"Do I have to download the sound seperately?"
Most likely Yes. There are some servers that offer different video resolutions (quality select) and such servers usually keep separate files for audio and video. This allows for smaller files since they do not repeat the exact same audio data for each separate video file.
For example: Youtube does not keep audio in 1080p videos. You can "tried this with different videos" but still no 1080p file will have audio. Possibly your server/API is doing the same thing.
The simplest way you may have overseen is to use the Internet Browser for loading and playing the video and a screen recorder software capable of recording the screen and the audio not only from microphone, but also from any other sound source as this one used by the video.
In other words trying to write own program in whatever programming language is not necessary to achieve the effect you want and the advantage of this approach is that any video you are able to run in your Internet browser (which usually exceeds the capabilities of single libraries as it combines all of the available ones to provide you with the best Internet experience possible) becomes downloadable as file.

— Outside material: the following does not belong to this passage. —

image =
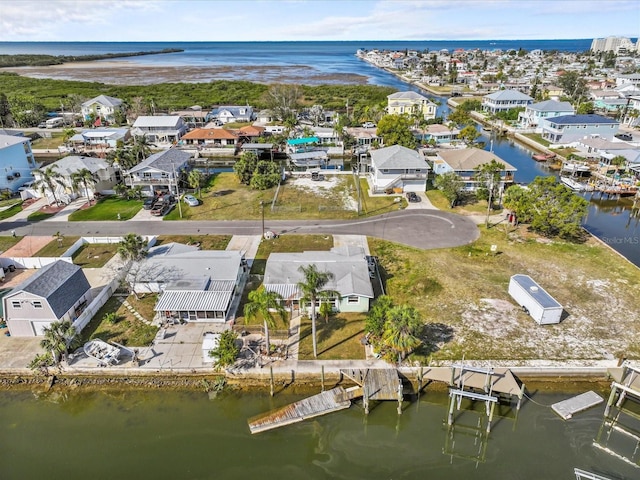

And if you are really in need of automating it ... why not use user input automation software to deliver the key-presses and mouse clicks necessary to make it happen in the way you have tested yourself as successful while doing in manually?
requests
does not have any logic that would allow it to strip video from sound. Use e.g. this link to verify that your code works: sample-videos.com/video321/mp4/720/big_buck_bunny_720p_2mb.mp4 If you can share the actual URL you have problems with, that could help us in resolving this. Or shout if the file from the URL I provided comes without sound.